Causal models for qualitative and mixed methods inference

Mixed methods

Macartan Humphreys and Alan Jacobs

1 Mixed Methods

1.1 Population-level causal questions

  • Average causal effects for a population
    • e.g., What is the average effect of \(X\) on \(Y\)
  • Proportion of different effects in a population
    • What share of cases in the population have positive effects?
    • What share have negative effects?
  • Causal pathways
    • e.g., How commonly does \(X\) affect \(Y\) through \(M\) (vs. \(N\)) in the population?

1.2 Causal queries on a DAG: population-level average causal effect

  • What is the average effect of \(X\) on \(Y\) in the population?
    • This is a question about the values in \(\lambda^Y\)

1.3 Causal queries on a DAG: population-level average causal effect

  • With binary variables, the average effect is always the difference between
    • The share of cases with a positive effect
    • The share of cases with a negative effect
  • \(\lambda_{01} - \lambda_{10}\)

1.4 Causal queries on a DAG: population-level average causal effect

\(ATE = \lambda^Y_{01} - \lambda^Y_{10}\)

1.5 ATE with a mediator

We need to

  • Combine two ways of generating positive effects
  • Combine two ways of generating negative effects
  • Subtract the first from the second

1.6 ATE with a mediator

  • Two ways of generating positive effects: \(\lambda^M_{01} \times \lambda^Y_{01}\) + \(\lambda^M_{10} \times \lambda^Y_{10}\)
  • Two ways of generating negative effects: \(\lambda^M_{10} \times \lambda^Y_{01}\) + \(\lambda^M_{01} \times \lambda^Y_{10}\)
  • Subtract the first from the second

1.7 Causal queries on a DAG: how often does \(X\) have a positive effect on \(Y\)?

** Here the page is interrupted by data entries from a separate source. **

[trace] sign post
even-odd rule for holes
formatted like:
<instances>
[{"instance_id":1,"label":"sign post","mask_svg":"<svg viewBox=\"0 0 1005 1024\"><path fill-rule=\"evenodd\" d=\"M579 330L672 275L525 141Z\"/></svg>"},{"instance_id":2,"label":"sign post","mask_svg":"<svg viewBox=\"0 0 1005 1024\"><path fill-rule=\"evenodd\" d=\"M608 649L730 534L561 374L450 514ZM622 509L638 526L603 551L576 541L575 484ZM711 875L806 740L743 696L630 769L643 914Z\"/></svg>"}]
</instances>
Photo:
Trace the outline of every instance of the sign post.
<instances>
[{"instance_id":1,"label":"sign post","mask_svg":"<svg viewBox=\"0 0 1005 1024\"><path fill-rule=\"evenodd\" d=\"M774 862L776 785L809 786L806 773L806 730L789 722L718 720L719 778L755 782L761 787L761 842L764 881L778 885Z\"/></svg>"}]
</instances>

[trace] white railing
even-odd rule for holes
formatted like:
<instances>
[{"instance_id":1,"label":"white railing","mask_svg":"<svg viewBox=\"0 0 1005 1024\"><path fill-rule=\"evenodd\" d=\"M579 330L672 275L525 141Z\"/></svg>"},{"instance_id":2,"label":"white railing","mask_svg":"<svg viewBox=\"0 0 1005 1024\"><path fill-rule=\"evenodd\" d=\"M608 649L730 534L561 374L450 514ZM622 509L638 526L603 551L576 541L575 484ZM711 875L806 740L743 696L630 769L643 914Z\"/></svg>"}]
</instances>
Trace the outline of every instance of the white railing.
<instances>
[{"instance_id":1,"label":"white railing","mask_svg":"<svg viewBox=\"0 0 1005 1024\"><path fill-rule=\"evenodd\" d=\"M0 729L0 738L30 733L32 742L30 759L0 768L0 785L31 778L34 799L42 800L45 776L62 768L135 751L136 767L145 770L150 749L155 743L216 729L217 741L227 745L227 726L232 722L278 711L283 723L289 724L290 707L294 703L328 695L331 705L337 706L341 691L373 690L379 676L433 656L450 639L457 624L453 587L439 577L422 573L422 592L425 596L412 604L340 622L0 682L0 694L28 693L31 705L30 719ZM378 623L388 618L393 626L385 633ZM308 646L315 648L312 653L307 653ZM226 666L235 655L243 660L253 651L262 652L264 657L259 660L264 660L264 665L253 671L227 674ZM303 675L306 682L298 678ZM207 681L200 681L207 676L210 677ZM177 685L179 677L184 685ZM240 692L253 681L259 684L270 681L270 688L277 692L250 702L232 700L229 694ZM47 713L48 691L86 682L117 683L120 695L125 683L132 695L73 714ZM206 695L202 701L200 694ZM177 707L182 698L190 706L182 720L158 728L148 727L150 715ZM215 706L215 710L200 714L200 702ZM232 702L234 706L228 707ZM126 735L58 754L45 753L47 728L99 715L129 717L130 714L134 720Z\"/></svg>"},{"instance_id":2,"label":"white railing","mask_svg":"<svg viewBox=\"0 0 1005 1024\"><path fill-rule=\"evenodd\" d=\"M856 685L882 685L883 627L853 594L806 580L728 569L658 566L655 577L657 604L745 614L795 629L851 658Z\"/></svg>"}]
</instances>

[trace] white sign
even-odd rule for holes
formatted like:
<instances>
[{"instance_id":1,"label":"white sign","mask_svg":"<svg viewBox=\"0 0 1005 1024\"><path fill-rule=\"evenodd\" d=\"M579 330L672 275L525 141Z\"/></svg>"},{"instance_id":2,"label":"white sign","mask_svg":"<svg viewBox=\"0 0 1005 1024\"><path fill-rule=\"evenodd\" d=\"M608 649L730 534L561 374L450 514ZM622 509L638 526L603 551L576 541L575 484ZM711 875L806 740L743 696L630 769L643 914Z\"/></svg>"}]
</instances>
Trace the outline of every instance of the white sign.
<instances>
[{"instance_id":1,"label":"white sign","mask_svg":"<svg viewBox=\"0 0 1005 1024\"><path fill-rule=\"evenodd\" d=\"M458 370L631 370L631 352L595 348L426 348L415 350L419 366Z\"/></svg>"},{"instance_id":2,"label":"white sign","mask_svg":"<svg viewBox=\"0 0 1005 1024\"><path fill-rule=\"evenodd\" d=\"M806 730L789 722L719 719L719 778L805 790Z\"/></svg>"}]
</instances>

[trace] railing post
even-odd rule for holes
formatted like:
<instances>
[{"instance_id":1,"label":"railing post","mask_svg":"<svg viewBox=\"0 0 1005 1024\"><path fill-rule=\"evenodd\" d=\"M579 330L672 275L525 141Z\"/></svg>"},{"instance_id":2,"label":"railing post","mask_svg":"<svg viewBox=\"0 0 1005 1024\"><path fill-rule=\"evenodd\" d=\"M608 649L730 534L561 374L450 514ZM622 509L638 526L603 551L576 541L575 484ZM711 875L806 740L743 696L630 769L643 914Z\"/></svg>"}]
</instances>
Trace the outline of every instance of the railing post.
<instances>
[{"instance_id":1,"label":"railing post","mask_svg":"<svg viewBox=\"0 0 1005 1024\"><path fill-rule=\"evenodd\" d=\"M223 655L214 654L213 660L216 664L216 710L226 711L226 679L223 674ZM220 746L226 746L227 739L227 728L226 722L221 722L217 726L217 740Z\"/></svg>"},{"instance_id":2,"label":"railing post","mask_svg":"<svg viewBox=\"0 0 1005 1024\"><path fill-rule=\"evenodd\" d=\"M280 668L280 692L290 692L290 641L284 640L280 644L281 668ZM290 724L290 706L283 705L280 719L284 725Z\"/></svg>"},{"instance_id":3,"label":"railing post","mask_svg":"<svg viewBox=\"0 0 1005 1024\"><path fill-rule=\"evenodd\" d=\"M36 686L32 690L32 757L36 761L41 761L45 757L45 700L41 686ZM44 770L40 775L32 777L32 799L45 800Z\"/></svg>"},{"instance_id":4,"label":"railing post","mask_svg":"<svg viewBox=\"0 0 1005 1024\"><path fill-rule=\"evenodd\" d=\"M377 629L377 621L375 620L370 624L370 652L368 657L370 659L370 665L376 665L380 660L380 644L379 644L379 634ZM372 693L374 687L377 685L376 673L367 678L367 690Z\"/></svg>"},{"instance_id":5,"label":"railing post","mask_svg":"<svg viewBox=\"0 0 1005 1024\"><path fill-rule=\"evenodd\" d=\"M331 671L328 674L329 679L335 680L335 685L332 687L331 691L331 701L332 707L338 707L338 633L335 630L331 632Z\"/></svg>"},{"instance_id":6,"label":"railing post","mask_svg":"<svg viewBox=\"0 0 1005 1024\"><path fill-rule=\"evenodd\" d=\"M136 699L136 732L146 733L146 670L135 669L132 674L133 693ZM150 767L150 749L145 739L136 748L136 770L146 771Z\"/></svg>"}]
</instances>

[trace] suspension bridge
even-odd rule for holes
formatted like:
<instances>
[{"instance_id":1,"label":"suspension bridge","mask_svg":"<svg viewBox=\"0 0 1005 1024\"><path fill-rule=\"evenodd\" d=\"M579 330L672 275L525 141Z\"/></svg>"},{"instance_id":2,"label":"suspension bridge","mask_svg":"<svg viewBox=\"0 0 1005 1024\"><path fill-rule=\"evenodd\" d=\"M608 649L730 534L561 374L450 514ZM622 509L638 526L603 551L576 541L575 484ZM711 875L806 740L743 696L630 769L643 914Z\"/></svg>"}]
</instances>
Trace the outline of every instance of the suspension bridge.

  • Proportion of cases with positive effect = \(\lambda^Y_{01}\)

1.8 Causal queries on a DAG: how often does \(X\) have a positive effect on \(Y\)?

  • Proportion of cases with positive effect = \(\lambda^M_{01} \times \lambda^Y_{01}\) + \(\lambda^M_{10} \times \lambda^Y_{10}\)

1.9 Causal queries on a DAG: pathway questions

  • We can also pose the pathway query at population level
    • What is the share of cases for which \(X\) has a positive effect on \(Y\) through \(M\)?
  • A question about joint \(\lambda^M\) and \(\lambda^Y\) distributions

1.10 How will we answer questions about populations?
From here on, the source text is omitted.